I’m obsessed with the virtual reality training programs available on Meta. This unexplored genre is filled with experiences give you an unfiltered look at occupations and vocations you’d have no way of experiencing, like driving a forklift or disassembling a turbine engine, without dumbing them down by making them "fun." Simtryx is the best one I've found. This augmented reality medical training tool is designed to test fledgling doctors and nurses’ diagnostic skills. It’s an exam, so it offers no guidance; it just presents users with a bunch of tools—that listen-to-your-heart thinger, that popsicle-stick-tongue dealy, you know, doctor stuff—and an AI-powered patient to poke and prod.
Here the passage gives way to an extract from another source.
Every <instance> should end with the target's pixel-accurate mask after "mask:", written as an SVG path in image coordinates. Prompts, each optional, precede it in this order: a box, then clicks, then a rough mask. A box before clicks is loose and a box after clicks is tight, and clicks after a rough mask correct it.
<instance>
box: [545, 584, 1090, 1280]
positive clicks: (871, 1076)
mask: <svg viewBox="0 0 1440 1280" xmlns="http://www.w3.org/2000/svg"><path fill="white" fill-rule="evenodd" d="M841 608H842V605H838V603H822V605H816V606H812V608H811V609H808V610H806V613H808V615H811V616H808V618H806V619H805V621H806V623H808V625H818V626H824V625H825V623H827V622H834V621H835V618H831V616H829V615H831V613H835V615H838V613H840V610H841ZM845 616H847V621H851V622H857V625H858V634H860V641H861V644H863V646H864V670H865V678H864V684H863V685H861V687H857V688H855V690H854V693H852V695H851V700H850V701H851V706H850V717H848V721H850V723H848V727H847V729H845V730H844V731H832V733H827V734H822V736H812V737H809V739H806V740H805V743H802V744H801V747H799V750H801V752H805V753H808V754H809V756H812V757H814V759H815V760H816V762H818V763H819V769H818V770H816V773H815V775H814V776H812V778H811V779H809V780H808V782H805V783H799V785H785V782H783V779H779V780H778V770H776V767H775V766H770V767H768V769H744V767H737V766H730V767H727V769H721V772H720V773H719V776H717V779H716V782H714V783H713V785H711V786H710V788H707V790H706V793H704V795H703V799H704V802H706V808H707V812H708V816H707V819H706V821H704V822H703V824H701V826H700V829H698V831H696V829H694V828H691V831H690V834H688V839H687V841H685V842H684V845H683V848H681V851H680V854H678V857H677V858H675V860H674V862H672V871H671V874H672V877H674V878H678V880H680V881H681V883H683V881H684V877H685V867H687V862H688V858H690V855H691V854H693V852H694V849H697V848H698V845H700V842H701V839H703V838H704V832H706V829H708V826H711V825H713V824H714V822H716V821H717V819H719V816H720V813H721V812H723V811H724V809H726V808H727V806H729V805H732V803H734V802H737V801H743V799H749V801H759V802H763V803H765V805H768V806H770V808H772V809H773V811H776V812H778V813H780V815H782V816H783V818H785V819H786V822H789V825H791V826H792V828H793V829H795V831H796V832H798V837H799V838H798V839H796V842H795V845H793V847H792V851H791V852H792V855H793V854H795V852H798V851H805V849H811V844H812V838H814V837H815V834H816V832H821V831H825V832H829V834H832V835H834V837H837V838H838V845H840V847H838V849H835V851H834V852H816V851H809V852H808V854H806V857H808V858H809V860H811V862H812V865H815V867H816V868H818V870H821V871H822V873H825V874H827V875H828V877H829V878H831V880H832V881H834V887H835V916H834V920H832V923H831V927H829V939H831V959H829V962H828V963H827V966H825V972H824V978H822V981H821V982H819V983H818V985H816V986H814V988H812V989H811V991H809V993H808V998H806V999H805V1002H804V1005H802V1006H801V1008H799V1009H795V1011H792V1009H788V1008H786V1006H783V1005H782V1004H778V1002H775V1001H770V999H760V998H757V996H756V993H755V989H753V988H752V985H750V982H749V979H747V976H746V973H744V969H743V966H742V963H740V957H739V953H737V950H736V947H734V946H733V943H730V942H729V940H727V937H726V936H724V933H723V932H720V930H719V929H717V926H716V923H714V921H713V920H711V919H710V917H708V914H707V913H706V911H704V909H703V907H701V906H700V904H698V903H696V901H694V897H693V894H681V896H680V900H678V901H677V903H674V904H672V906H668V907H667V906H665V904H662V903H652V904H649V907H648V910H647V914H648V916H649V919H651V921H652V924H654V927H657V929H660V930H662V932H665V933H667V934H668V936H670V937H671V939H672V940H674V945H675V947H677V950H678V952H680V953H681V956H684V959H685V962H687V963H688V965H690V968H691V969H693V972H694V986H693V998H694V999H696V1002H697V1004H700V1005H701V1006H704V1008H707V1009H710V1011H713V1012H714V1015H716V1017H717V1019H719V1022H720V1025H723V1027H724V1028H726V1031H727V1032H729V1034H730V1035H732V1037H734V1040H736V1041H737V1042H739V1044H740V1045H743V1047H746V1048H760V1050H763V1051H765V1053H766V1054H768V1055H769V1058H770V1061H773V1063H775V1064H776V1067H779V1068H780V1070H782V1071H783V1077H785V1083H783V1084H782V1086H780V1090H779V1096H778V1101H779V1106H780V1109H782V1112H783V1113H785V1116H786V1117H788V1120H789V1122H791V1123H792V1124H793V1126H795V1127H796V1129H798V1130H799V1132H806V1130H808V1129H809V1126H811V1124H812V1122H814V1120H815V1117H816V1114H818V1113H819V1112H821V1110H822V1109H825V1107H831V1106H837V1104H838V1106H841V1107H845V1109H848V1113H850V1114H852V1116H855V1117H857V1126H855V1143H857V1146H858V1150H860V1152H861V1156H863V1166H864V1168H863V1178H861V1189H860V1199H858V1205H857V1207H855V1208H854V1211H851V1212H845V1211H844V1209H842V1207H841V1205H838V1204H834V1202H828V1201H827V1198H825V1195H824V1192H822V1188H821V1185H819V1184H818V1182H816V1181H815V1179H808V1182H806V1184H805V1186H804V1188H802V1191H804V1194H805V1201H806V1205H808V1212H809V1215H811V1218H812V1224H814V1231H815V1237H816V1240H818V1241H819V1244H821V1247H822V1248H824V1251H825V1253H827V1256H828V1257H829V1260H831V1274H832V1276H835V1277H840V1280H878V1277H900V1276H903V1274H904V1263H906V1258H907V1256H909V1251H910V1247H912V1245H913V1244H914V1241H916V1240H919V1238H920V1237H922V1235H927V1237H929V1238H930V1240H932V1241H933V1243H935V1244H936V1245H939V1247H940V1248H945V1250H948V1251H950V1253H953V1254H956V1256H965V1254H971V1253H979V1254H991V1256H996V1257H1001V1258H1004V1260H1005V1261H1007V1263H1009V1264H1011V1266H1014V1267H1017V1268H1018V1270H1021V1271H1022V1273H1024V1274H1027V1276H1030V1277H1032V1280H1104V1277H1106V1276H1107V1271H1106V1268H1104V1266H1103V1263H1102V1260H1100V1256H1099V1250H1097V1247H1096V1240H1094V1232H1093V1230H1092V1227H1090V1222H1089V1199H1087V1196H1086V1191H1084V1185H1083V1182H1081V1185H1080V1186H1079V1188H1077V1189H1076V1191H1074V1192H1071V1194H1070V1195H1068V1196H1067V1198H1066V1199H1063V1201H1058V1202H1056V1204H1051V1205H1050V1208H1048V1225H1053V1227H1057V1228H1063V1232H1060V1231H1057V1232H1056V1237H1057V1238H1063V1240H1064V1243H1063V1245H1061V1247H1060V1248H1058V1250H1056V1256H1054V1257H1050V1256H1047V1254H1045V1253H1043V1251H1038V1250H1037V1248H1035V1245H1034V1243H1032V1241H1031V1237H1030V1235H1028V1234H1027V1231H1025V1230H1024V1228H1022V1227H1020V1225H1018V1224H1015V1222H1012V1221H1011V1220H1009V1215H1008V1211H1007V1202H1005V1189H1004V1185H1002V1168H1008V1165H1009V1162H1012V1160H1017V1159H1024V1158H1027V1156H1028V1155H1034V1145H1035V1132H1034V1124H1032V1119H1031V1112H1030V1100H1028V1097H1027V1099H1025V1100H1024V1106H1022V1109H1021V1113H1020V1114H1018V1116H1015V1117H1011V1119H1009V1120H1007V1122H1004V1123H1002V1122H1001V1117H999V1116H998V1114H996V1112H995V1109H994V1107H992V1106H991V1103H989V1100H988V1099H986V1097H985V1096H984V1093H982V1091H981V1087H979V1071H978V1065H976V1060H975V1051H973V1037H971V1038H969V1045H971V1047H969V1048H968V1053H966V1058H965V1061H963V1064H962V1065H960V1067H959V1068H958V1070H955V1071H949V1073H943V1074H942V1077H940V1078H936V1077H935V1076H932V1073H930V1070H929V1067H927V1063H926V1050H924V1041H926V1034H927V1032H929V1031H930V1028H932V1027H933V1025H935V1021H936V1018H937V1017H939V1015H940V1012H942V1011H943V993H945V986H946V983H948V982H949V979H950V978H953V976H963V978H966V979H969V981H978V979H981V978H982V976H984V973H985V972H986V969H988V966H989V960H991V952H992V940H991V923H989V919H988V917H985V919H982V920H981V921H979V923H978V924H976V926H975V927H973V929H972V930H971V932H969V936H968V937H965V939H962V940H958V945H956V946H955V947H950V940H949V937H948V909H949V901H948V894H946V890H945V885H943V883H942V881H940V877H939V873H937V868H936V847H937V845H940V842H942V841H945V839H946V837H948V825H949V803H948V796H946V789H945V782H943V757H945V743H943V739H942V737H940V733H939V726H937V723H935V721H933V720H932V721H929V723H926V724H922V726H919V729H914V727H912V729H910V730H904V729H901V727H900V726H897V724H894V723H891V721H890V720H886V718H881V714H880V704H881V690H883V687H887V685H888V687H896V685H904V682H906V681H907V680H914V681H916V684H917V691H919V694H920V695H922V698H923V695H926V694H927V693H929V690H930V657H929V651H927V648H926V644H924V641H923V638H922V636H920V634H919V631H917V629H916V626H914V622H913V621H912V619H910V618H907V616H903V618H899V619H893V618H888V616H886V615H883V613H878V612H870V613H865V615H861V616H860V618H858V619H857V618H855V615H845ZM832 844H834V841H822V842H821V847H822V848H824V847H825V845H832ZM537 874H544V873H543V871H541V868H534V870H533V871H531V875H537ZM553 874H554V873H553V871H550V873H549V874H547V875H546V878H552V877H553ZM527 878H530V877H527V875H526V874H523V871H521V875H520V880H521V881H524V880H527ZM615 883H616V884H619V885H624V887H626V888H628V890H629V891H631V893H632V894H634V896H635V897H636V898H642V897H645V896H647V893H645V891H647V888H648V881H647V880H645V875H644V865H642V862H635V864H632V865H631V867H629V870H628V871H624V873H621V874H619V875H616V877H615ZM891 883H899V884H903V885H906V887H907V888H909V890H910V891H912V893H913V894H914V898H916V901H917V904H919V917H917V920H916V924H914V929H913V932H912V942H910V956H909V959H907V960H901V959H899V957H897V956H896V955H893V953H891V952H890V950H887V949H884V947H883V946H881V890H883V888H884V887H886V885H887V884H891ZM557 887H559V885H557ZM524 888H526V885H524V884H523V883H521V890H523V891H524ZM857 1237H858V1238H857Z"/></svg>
Then it expects you to make a medical diagnosis before a timer runs out.

I'm sure this is a useful tool for medical professionals, but it's hilarious when you don't know what you're doing. Your patients will answer anything you ask thanks to AI, and you can prescribe all kinds of drugs. "A stomach ache, you say? 500ccs of Fentanyl, stat!" So far I’ve killed a bunch of people and diagnosed even more with “Hell if I know,” but after much trial and error, I was able to correctly diagnose this sad sack with cirrhosis of the liver:

Simtryx patient
Credit: Stephen Johnson - Simtryx

Being a doctor is super easy. Note: this is serious doctor biz. Login credentials are “only available to Simtryx partners at the moment," so you might have to plead to be let in like I did.

OneLab VR

Created by the Centers for Disease Control, OneLab VR was designed to train laboratory professionals and testers in scientific best practices, but they left it open so any jerk can mess around in the virtual lab. It’s set in a realistic 50,000 square-foot public health laboratory, where (presumably mad) scientists can operate centrifugal force machines, properly dispose of with biohazardous waste, sterilize instruments in autoclaves, and much more, all without actually dropping containers full of pathogens or drinking hazardous waste. It’s multiplayer too, so instructors can guide students, but there's no reason you can't use it to dick around with your friends. If you like following meticulous procedures that you don’t fully understand, or you just want to pretend you're wearing a lab coat, you will love OneLab VR.

Notes on Blindness

Based on the audio diaries of theologian John Hull, who gradually lost his sight in the 1980s, Notes on Blindness is an artistic journey into empathy that is only possible in virtual reality. It doesn't try to simulate blindness (super easy to do by closing your eyes), it immerses the user in a visual and aural interpretation of what Hull called "a world beyond sight." It’s a quiet, emotional, and deeply personal experience, and you do it with a VR helmet on, so no one will see you cry.